William Hurley, 60, now faces three felony charges, two of vehicular assault and one of recklessly causing injury. The third charge is the most serious; it could bring mandatory jail time upon conviction. The grand jury that indicted him added two misdemeanor assault charges as well. East Hampton Town police said Mr. Hurley was intoxicated at the time of the collision.
The prosecutor, Elizabeth Miller, an assistant county district attorney, is part of a new team dealing with serious vehicular crimes, including cases of drunken driving stemming from accidents involving serious injury. Thadeus Krimendahl, 6, suffered a fractured skull in the crash.
“The defendant was driving northbound on 114,” Ms. Miller told the judge, Fernando Camacho. “He was driving erratically.” He had swerved over the double yellow lines several times, she said, and the last time, his truck collided with Elizabeth Krimendahl’s southbound BMW.
“The mother suffered a broken ankle,” the prosecutor told the court. “The 6-year-old boy suffered a fractured skull. The skull was indented two centimeters into his brain.” She indicated that the boy was still suffering from the head injuries.
Ms. Miller asked Judge Camacho to raise Mr. Hurley’s bail from the $10,000 that was posted after his original arraignment in East Hampton Justice Court, to $25,000, noting that “he does face a minimum of two years in prison if convicted.”
The defense attorney, Edward Burke Jr., responded. “He is as local as it gets,” said Mr. Burke. “He has owned his own business since 1994.” Mr. Hurley is the owner of the Peconic Beverage company.
“There are no priors,” Mr. Burke told the judge. “His wife is here. They have three children together.”
Judge Camacho agreed with Mr. Burke, and held the bail at $10,000.

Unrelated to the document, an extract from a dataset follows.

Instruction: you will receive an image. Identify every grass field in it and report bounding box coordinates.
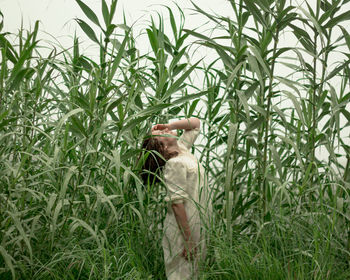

Mr. Hurley, wearing a blue blazer and a red tie, appeared disconsolate as he left the court.
Outside the courtroom, Mr. Burke huddled with the two. It was a somber, prolonged meeting.
“He just opened up to me,” Mr. Burke said afterward. “There is not a day that goes by that he doesn’t think about this young man and his mother.” The court will reconvene on Oct. 3.